Tout à côté du sentier, entouré de maquis, un olivier rachitique à l’apparence insensible et sans vie se dresse au milieu de la colline. Une présence pourtant vivante et silencieuse qui vous parle sans mots, d’un regard, votre regard.
La mémoire, une collection enfouie et intérieure d’émotions, d’images, de musiques, de parfums, d’histoires qui perdurent au delà de bien des générations.
Un regard, clin d’oeil nostalgique et plein d’amitié au porteur de flambeau, de paroles et d’identité qui vient de nous quitter: « La colline oubliée »…
Il suffit de peu de choses pour évoquer les visages, les voix, les lieux.
Je me vois dans ce paysage, cet environnement si familier.
Un village, une ruelle, des chemins pierreux et chaotiques, bordés parfois de figuiers de barbarie,
des sentiers poussiéreux et étriqués qui mènent aux champs entre les ravines.
Je vois notre maison, semblable à toutes les autres.
Le kanoune incandescent, protecteur et chaleureux, témoins de toutes les veilles, des contes, des murmures, et de la guerre juste là, dehors, devant nos portes.
Je revois notre mère. Mais d’elle je ne peux parler aujourd’hui.
Je revois mes tantes, mon oncle Dada L’ Houssine, mes cousines.
Je revois aussi tha jemaath, l’immuable cimetière, inourar ( les aires à battre ) qui disparaîtrons un jour.

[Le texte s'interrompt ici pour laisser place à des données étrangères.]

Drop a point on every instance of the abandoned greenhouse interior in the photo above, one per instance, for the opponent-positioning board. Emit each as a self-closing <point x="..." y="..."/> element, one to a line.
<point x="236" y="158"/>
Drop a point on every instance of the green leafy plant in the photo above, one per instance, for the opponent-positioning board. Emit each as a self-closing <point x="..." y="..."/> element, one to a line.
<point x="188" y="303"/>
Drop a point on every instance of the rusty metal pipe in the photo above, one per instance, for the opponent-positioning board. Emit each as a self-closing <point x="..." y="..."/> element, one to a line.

J’entends toujours une fontaine chanter, Thala n’baerouth, tout à côté, ou bien un peu plus loin, de l’autre côté, Fellous.
Longtemps après, tout le monde est là, personne ne manque à l’absence.
Cheikh Ali, assis devant sa petite boutique à l’entrée du village.
Na Challa, guérisseuse des âmes et des corps prodigue avec générosité sa parole faconde et salutaire.
Da L’Mouloud et sa rutilante 403, toujours prêts à vous emmener à l’autre bout du pays, ou tout simplement à Seddouk, Tizi el Djemaa, Sidi Aïch ou L’Vgaîth.
La galerie de portraits pourrait être bien longue.
Je ne veux pas avoir l’air de faire un inventaire.
Je tourne juste des pages et relis à nouveau ces moments du passé, comme une bande dessinée.
Chacun sa colline, chacun ses visages du passé. A bien y regarder, nous nous ressemblons tant.
Tant nous avons aimé et nous aimons encore bien au delà du temps.
Ce ne sont que des images, ce sont ne que des sentiments, ce ne sont que des personnes, ce ne sont que des maisons de village, de mon village ou du tien. Cela s’appelle « la colline oubliée » pour mieux nous en rappeler.
Je sais, vous n’avez rien oublié non plus, ni personne.
Les grands hommes ne disparaissent jamais..
Les petits non plus d’ailleurs, ils sont là eux aussi, sur la colline, même si ce n’est pas d’eux que l’on conte.
Je n’ai pas pu me rendre à Ighzer Amokrane, ni à Ath Yenni.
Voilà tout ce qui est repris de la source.